The findings of the 2011 Census are finally trickling through, and the city has released its assessment of the demographic changes that may have a profound influence on Toronto's future development.

Despite the numbers having been collected in the full flush of the condo boom, the city of Toronto's demographic primacy within the GTA is actually slipping. In 2011, it accounted for 48.2 per cent of GTA households, down from 49.8 per cent at the time of the 2006 census.

Among those households, the number non-family households—households made up of roommates or singles—increased by 13.5 per cent, while the number of single-family households increased by only 3.9 per cent. The number of one-person households increased by 12.1 per cent to 331,180. The average number of people per Toronto household was also the lowest in the GTA, at 2.5.

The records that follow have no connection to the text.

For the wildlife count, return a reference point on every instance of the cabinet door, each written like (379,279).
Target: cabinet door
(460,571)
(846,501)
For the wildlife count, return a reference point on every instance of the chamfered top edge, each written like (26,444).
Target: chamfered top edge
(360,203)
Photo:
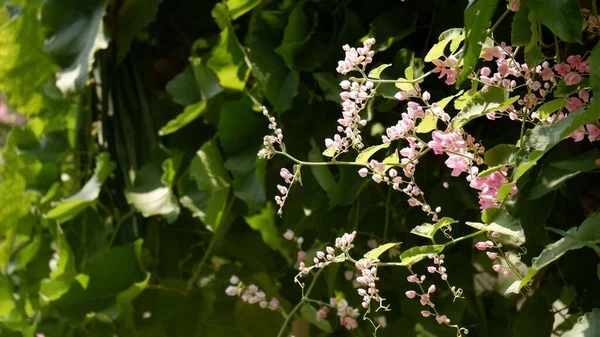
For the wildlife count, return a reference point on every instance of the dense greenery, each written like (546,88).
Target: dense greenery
(131,191)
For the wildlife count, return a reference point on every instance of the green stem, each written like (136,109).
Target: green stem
(464,238)
(118,227)
(297,307)
(499,20)
(209,249)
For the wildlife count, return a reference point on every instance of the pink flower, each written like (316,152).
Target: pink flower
(572,78)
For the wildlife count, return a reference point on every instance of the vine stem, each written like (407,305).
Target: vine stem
(209,249)
(297,307)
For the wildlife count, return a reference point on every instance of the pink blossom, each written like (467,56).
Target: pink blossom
(572,78)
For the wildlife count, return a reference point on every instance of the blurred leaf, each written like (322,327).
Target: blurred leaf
(330,85)
(365,155)
(189,114)
(101,292)
(586,326)
(68,208)
(280,85)
(478,16)
(542,138)
(562,17)
(24,67)
(238,8)
(76,34)
(150,196)
(520,28)
(376,252)
(135,15)
(494,99)
(227,59)
(416,254)
(595,69)
(499,220)
(64,271)
(428,230)
(503,154)
(309,313)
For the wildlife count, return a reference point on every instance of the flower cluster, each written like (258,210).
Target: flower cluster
(354,97)
(368,278)
(346,313)
(489,187)
(325,258)
(250,294)
(269,141)
(289,179)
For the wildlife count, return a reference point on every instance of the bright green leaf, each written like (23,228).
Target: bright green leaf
(365,155)
(562,17)
(416,254)
(68,208)
(478,16)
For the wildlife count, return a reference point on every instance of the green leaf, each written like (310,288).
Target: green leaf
(376,252)
(562,17)
(365,155)
(376,73)
(24,67)
(68,208)
(503,154)
(280,85)
(549,107)
(478,16)
(494,99)
(189,114)
(150,195)
(533,51)
(416,254)
(329,84)
(97,290)
(264,222)
(75,35)
(59,279)
(436,51)
(586,326)
(309,313)
(238,127)
(427,124)
(428,230)
(588,231)
(322,173)
(133,18)
(302,46)
(237,8)
(521,28)
(595,69)
(542,138)
(228,59)
(498,220)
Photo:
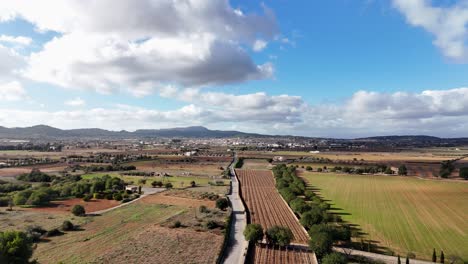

There has also been a six per cent increase in the number of seniors living alone, up to 95,205.

"Those types of numbers affect the ways we look at the types of services we provide," says Harvey Low, manager of the social research and analysis unit of the city's social development finance and administration division, "from housing services and infrastructure to the delivery of social services, smaller household services means a different type of client."

In addition to, for example, deciding where to spend the city's childcare money (increasingly in the outer boroughs), the dwindling Toronto numbers within the context of the GTA imply either an overly optimistic condo development industry, a continuing and perhaps overshadowing development boom in the suburbs, or a possible evacuation of the suburbs for the core once an oversupply of housing forces a drop in Toronto prices.

More detailed census data, including how long people live in households and low long it takes to build them, have yet to be released.